1990 children's novel by Judy Blume

Fudge-a-Mania is a 1990 children's novel by Judy Blume and the fourth entry in the Fudge series.

==Plot==
Peter Hatcher is horrified to learn of his family's plans to spend summer in a vacation home alongside the Tubmans, the family of his archrival, Sheila, located in Southwest Harbor, Maine.
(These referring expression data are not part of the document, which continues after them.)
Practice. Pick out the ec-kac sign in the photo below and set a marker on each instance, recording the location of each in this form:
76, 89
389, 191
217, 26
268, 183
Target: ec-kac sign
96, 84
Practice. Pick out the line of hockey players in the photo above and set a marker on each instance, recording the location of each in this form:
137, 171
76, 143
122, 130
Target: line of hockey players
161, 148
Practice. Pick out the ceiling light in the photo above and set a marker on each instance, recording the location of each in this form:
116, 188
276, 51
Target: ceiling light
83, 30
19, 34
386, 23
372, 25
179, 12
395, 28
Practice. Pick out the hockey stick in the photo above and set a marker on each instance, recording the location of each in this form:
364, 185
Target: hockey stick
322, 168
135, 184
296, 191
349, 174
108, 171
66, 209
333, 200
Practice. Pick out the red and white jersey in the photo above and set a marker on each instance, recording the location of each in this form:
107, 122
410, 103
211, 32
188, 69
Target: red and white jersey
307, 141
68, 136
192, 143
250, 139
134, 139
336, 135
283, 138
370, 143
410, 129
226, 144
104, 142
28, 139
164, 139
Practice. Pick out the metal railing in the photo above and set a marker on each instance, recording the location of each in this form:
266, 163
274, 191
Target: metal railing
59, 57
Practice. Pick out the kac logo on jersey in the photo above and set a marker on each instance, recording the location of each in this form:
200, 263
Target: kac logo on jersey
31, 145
On the other hand, his younger brother, Fudge, who is five years old, anticipates the vacation because of his plans to marry Sheila as a means of protection against the supposed "monsters" hiding beneath his bed, knowing that spouses often share one.
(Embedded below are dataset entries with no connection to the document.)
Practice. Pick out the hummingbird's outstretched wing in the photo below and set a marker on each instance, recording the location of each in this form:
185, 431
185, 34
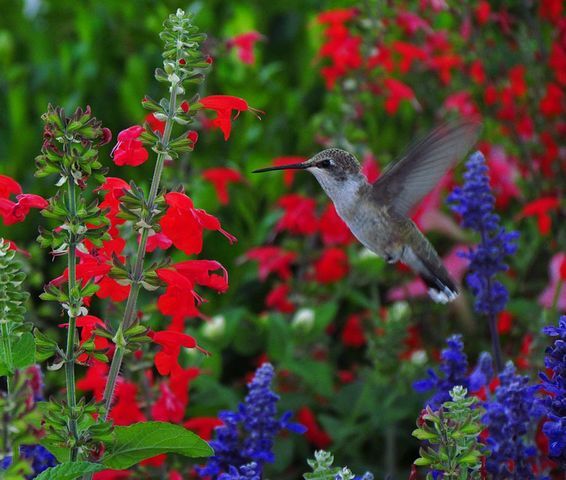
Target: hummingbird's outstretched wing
405, 182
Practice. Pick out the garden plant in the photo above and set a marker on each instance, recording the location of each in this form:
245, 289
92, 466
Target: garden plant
166, 313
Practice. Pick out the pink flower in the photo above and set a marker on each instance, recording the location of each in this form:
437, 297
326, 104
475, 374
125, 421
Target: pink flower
557, 272
244, 45
129, 150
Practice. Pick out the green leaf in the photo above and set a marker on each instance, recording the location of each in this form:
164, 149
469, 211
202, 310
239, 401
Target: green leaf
70, 471
23, 351
139, 441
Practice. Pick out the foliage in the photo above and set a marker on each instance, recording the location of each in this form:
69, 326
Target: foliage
130, 340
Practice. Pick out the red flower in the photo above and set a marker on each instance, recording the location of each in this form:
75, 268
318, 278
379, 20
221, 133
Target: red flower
483, 11
353, 333
461, 102
220, 178
180, 299
198, 271
184, 224
166, 360
331, 266
158, 240
288, 175
411, 23
114, 188
126, 409
333, 230
203, 426
244, 45
477, 72
224, 105
272, 260
9, 186
395, 92
299, 217
504, 322
278, 299
129, 149
541, 208
552, 104
314, 434
172, 403
16, 212
408, 53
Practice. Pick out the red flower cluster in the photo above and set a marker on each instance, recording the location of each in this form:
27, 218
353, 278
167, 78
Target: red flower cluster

This wish is dropped after a newfound friend named Mitzi Apfel provides Fudge with a bottle of her grandmother's "monster spray" during the vacation, but Peter is stunned to learn that she is the granddaughter of an idolized baseball player known as "Big Apfel".

Peter is allowed to invite his best friend, Jimmy Fargo, on the vacation with him, a privilege intended to compensate for having to spend it alongside Sheila; however, he becomes irritated when Jimmy starts to spend more time with her than with him out of sympathy for her own good friend's (Mouse Ellis, who was introduced in Otherwise Known as Sheila the Great) inability to join her on the vacation too, as she has the chicken pox.
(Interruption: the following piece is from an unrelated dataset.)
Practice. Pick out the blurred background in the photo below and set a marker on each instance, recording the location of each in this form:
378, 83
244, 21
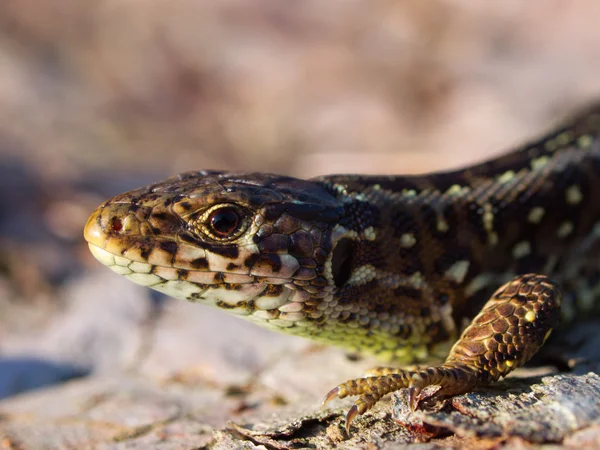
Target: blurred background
100, 97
Along the way, Peter develops a huge infatuation on a teenage librarian named Isobel (Izzy for short) and Fudge is inspired to write a picture book after learning about Mitzi's own, "Tell Me a Mitzi".

Jimmy's father, Frank, a celebrated painter, also receives inspiration after the Hatchers' baby daughter, Tootsie, toddles across a canvas with blue paint smeared on her feet, commencing a series of paintings appropriately entitled "Baby Feet".

Peter, Fudge, and Tootsie's widowed grandmother, Muriel, later marries Sheila's widowed grandfather, Buzzy Senior, much to Peter and Sheila's dismay, who thereafter pledged they would never stand each other, despite now being stepcousins.

==Reception==
In its review of the book, Kirkus Reviews wrote that "the story's a bit tame (no controversies here), but often amusingly true to life and with enough comic episodes to satisfy fans". Publishers Weekly called it a "fast-pitched, funny novel" and praised its "numerous diverting scenes".

==Television adaptation==
A television film based on the book premiered on ABC on January 7, 1995, in the United States, starring Jake Richardson, Florence Henderson, Eve Plumb, Shirley Knight, Alex Karras, Luke Tarsitano, and Darren McGavin. It was directed by Bob Clark. It also inspired a half-hour Saturday morning TV series, Fudge, which premiered on ABC the following Saturday morning and ran for two seasons.